En un mot, quels sont les prochains sujets qui vous passionneront ?

L.L. : Un projet un peu plus personnel. Je viens d’ouvrir un bureau à Casablanca et j’aimerais accompagner aussi des grandes entreprises marocaines dans la prise de conscience du statut que doit tenir la marque dans les organisations.

On était jusqu’à présent dans une logique, un système de pensée, où le marketing précédait la marque. Il faut maintenant se mettre dans une logique où c’est la marque qui précède le marketing et, plus globalement, l’ensemble des composantes de l’entreprise.

Je conclue mon livre en disant qu’il faut mettre les entreprises en ordre de marque. Si la marque reste bien une balise, un repère, pour le consommateur, elle doit avant tout être une boussole pour le collaborateur ; elle trace le chemin.

La marque n’est pas qu’un porte-voix (avec un x) ; elle est d’abord un porte-voie (avec un e). Et ce changement de paradigme, j’aimerais particulièrement avoir l’occasion de le mettre en œuvre au Maroc. C’est un pays en pleine transformation, où il règne un certain optimisme, une vraie croyance en un avenir meilleur.
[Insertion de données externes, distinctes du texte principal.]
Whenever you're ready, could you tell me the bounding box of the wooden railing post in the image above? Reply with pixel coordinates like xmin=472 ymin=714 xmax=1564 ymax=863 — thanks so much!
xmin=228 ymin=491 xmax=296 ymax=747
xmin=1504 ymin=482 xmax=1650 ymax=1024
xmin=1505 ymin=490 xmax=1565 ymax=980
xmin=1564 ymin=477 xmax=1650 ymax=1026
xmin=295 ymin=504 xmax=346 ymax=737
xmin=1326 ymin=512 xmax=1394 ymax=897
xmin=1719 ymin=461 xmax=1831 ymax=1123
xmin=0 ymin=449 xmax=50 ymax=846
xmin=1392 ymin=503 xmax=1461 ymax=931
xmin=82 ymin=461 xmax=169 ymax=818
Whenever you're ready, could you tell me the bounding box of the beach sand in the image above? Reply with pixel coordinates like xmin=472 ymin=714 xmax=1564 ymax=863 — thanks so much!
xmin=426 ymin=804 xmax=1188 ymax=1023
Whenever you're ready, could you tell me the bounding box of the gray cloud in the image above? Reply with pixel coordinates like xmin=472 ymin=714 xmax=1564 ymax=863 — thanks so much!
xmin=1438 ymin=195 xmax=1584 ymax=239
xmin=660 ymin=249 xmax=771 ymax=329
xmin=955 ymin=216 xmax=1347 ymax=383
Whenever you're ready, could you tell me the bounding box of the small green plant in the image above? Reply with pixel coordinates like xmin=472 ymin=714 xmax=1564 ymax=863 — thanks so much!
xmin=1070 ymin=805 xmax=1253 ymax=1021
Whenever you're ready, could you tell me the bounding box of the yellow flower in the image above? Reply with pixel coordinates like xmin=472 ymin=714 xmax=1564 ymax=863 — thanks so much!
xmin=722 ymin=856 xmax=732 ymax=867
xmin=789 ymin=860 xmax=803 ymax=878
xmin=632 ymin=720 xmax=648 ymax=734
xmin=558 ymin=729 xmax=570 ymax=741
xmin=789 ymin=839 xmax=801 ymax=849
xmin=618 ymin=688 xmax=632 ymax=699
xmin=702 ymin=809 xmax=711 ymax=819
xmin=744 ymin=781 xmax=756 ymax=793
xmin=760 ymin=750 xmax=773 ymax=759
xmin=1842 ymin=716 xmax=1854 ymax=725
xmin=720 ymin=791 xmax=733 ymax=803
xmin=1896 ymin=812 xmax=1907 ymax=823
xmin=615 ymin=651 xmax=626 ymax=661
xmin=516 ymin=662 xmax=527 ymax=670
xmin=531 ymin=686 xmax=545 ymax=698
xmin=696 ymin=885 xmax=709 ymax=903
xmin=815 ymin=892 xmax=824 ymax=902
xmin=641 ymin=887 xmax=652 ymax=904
Je disais tout à l’heure qu’il n’y a de grande marque qu’à l’ombre d’un grand rêve ; je suis convaincu aussi qu’il n’y a de grand pays qu’à la lumière de grandes marques. Les marques sont des âmes de conquête !

Merci Loïk Lherbier


Merci Bertrand Jouvenot


Le livre : La marque, levier sratégique, Loïk Lherbier, Eyrolles, 2025.